Em relação às projeções futuras, Orellana alertou que o Brasil pode ultrapassar 1.400 mortes por dengue e terminar o ano de 2024 com cerca de cinco milhões de casos notificados. “Cenários de crise são sempre marcados por incertezas e, no caso da dengue, os últimos três anos têm sido desafiadores, pois refletem um cenário atípico e preocupante, com recorde atrás de recorde de casos novos e mortes pela doença sendo quebrados”, ressalta.
“Não podemos falar em volta da dengue e sim de um problema sanitário cujos determinantes sociais, econômicos e ambientais têm sido negligenciados há décadas. A diferença é que, nos últimos anos, a sua ocorrência tem se tornado cada vez mais imprevisível e surpreendente, pois insistimos em negar os efeitos da crise climática sobre a sua ocorrência e a obsolescência das nossas estratégias de enfrentamento e mitigação”, reforça o pesquisador.

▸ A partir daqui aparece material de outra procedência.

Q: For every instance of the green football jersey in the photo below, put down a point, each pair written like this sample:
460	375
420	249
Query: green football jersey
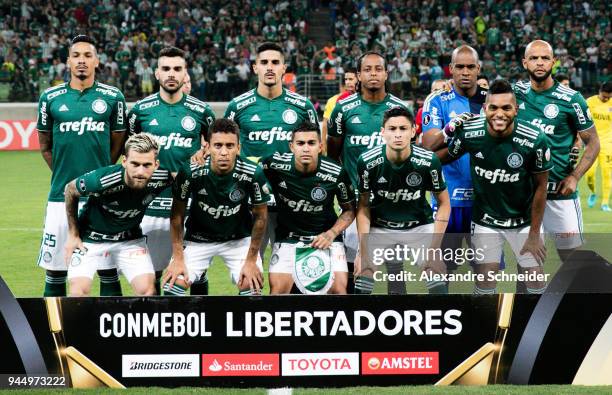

A Secretaria Estadual de Saúde do Acre reconhece o aumento significativo nos casos de dengue e a baixa adesão popular para a campanha de vacinação contra a doença, que até o momento conta com apenas 6,18% do público-alvo vacinado. O órgão destaca, ainda, a importância da colaboração da população na prevenção da dengue, por meio da eliminação de criadouros do mosquito Aedes aegypti e da participação em ações de educação em saúde e mobilização social. Apesar da queda dos casos nas últimas semanas, a situação ainda é considerada preocupante.
Em meio a esse cenário desafiador, fica evidente a necessidade de uma abordagem integrada e multidisciplinar para enfrentar o aumento da dengue em um contexto de mudanças climáticas. A conscientização pública e a adoção de medidas preventivas são fundamentais para reduzir a incidência da dengue, reforçando a importância da integração entre os setores de saúde e meio ambiente, além do engajamento de toda a sociedade na busca por soluções eficazes.